Amidst questions about whether upcoming graphics card generations from both AMD and Nvidia would utilize GDDR5X, GDDR6 or high-bandwidth-memory, Samsung has made it clear that the latter option will certainly be possible at least. In an announcement, it made it clear that production of its own second-generation high-bandwidth-memory, HBM2 Aquabolt, was now well underway.
HBM was first utilized by AMD on its Fury line of graphics cards in 2015, where it proved very capable in terms of bandwidth, but a little limiting in terms of the actual size of the chips. With just 4GB on the top of the line Fury X card, some games quickly maxed it out and its overall performance suffered, despite being an impressive overall graphics card at the time and the most powerful AMD would release until its Vega line this year.

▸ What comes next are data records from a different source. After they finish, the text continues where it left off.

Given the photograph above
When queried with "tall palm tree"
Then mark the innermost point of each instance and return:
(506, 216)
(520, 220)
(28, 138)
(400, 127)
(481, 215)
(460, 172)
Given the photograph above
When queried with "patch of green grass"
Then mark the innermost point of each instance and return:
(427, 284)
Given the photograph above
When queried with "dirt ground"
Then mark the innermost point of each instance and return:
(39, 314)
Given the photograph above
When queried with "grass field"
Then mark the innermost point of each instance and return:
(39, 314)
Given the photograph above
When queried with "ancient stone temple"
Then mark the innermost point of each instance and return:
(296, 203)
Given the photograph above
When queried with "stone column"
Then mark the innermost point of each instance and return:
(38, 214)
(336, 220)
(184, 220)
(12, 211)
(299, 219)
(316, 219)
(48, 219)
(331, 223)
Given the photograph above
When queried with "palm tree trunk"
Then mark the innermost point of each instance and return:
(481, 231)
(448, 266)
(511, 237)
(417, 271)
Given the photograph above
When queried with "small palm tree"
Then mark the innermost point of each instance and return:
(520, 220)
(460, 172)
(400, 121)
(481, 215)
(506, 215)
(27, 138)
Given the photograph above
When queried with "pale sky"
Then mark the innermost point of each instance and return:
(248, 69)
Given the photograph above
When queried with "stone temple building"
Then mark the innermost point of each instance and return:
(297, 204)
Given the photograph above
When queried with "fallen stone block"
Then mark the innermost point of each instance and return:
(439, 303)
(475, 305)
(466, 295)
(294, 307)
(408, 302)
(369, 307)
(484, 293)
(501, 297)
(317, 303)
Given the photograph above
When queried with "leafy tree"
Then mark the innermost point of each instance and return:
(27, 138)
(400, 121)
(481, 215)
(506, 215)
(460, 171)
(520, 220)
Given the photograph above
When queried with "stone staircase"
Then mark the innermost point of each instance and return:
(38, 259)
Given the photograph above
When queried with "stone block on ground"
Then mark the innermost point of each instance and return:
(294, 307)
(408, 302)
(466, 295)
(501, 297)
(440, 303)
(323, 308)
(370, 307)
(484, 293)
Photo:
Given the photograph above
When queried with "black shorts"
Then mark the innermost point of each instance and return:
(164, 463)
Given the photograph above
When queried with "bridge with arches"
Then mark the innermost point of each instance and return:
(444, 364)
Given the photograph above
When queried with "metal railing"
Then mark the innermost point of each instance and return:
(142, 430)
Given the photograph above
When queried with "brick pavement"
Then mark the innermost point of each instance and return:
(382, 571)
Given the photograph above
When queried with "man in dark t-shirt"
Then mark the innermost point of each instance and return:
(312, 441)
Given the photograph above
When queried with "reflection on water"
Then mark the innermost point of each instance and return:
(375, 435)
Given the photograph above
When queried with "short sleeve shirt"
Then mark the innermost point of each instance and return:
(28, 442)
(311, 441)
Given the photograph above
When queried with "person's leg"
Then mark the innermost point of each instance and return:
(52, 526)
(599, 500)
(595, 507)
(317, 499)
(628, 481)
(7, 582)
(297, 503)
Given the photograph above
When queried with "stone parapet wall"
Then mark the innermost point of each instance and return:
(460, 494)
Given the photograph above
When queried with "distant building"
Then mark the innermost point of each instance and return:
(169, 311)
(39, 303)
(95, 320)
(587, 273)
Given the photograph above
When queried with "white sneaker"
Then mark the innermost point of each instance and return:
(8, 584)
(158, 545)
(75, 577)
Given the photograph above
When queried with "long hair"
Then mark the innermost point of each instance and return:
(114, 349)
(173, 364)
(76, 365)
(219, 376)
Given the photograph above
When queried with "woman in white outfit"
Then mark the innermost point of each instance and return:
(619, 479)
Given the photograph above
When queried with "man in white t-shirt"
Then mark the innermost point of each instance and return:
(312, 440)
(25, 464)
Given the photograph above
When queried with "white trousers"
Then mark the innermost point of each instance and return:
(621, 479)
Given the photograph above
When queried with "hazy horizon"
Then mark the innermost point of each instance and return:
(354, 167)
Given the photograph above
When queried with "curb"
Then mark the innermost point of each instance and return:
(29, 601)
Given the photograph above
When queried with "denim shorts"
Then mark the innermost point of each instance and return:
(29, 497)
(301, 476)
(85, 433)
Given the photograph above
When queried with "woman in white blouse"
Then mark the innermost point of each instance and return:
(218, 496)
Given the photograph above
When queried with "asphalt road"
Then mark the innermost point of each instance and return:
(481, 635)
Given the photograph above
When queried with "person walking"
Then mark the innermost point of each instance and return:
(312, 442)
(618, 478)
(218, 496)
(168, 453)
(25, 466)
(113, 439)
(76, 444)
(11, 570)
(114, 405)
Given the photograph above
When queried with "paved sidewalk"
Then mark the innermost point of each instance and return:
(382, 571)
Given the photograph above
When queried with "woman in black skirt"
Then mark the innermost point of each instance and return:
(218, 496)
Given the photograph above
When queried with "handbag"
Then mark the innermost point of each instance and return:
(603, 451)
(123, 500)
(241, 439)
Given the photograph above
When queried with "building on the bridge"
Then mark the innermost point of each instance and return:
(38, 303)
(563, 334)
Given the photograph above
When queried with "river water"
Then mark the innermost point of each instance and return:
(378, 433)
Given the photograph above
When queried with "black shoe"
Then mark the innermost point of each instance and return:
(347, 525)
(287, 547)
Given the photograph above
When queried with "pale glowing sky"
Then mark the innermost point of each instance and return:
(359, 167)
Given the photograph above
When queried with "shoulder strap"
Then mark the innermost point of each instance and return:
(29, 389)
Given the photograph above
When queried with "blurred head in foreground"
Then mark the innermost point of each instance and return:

Since then though, due to supply and cost issues we haven't seen much in the way of HBM used in any high-end graphics cards. It would take until Nvidia's first Volta release, the Titan V, to bring it back and then it came with HBM2, a second generation that was even faster, though much more capacious. Samsung's Aquabolt iteration would be likely to only increase that, as its modules come in 8GB chips, more than enough to equip future cards with oodles of high-speed memory.
To give you some context of how fast the new standard is, a single 8GB module has a bandwidth of 307 gigabytes per second or around 10 times that of a comparable 8GB GDDR5 module, as Hexus explains. If a graphics card were to use four of these chips, it would have more than 1.2 terabytes per second of bandwidth.
This is a 50 percent improvement on Samsung's first generation HBM, operating at 1.2v.